Were the Fates not speech-and sense-less, eyes and ears,
Thought and apprehension lacking, tongue and brain,
In the voices of the thunder and the rain
We should hear them at our idle smiles and tears
Mock, our baseless hopes and no less baseless fears;
They would scoff to scorn our sorry strife in vain
And our nights and days were rounded for refrain
With the loud sardonic laughter of the spheres.

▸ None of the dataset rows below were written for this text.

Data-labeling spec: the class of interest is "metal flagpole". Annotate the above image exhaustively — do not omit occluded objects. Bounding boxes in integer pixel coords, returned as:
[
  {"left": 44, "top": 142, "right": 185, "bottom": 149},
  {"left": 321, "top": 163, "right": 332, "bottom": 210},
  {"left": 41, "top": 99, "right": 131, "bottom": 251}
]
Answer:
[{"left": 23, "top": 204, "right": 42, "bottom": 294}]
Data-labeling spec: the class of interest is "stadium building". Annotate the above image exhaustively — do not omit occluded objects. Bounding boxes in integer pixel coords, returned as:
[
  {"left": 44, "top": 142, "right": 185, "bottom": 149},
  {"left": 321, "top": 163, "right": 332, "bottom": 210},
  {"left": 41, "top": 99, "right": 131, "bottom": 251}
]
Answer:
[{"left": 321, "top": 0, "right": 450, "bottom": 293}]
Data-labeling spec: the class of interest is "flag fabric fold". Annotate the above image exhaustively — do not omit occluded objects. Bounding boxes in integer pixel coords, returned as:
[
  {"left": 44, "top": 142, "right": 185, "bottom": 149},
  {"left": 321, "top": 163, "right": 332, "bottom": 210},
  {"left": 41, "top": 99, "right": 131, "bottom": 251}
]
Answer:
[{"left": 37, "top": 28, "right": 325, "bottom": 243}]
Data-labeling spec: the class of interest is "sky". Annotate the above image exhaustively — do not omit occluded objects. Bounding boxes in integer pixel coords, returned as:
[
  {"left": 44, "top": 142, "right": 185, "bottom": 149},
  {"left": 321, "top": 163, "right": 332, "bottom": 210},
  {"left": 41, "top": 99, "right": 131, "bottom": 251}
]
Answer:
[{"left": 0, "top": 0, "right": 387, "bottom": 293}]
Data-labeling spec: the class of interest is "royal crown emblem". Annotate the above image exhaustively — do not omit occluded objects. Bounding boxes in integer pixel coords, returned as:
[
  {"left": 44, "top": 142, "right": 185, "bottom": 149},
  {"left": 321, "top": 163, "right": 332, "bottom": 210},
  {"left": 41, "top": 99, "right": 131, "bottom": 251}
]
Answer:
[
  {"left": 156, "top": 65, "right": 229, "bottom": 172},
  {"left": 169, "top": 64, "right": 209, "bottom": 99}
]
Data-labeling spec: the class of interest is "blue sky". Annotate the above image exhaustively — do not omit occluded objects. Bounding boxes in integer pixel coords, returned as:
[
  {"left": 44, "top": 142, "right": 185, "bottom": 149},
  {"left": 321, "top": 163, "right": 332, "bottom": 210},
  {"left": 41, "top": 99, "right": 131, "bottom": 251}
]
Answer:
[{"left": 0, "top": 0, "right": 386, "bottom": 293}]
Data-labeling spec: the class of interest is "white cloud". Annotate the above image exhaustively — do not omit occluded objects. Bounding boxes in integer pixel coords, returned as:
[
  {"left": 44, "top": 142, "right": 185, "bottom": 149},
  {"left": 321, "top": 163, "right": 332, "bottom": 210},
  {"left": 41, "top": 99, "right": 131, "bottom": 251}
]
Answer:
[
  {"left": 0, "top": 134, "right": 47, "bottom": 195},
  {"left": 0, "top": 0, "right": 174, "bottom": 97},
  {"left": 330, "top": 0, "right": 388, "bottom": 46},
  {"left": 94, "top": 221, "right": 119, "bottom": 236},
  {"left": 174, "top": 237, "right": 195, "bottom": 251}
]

But of all the things that stir the stars to scorn,
Had they ears to mark and note our insect-hum,
Sure our talk of foul made fair in days to come,
Of perfection drawing nearer day by day,
Ours, a breath of life who live and pass away,
Most must move to mirth the powers of Night and Morn.

4

When of those who have foregone us to the Goal,
Of the million million peoples, that have been
And have passed, their names forgot, to the Unseen,
We bethink us, we a pin-point in Life's whole,
Who to-morrow, with our every joy and dole,
Pass for ever, two eternities between,
Yet of Progress and To-be to prate o'erween,
In our spirit's ear we hark from pole to pole
How the Soul, that dureth dateless in each star,
From the shifts of Life and Death alternate free,
Part for ever of the things which live and are,
Ever present, quit of Past and of To-be,
Laughs to scorn our idle talk of worlds afar
And our prate of man's perfectibility.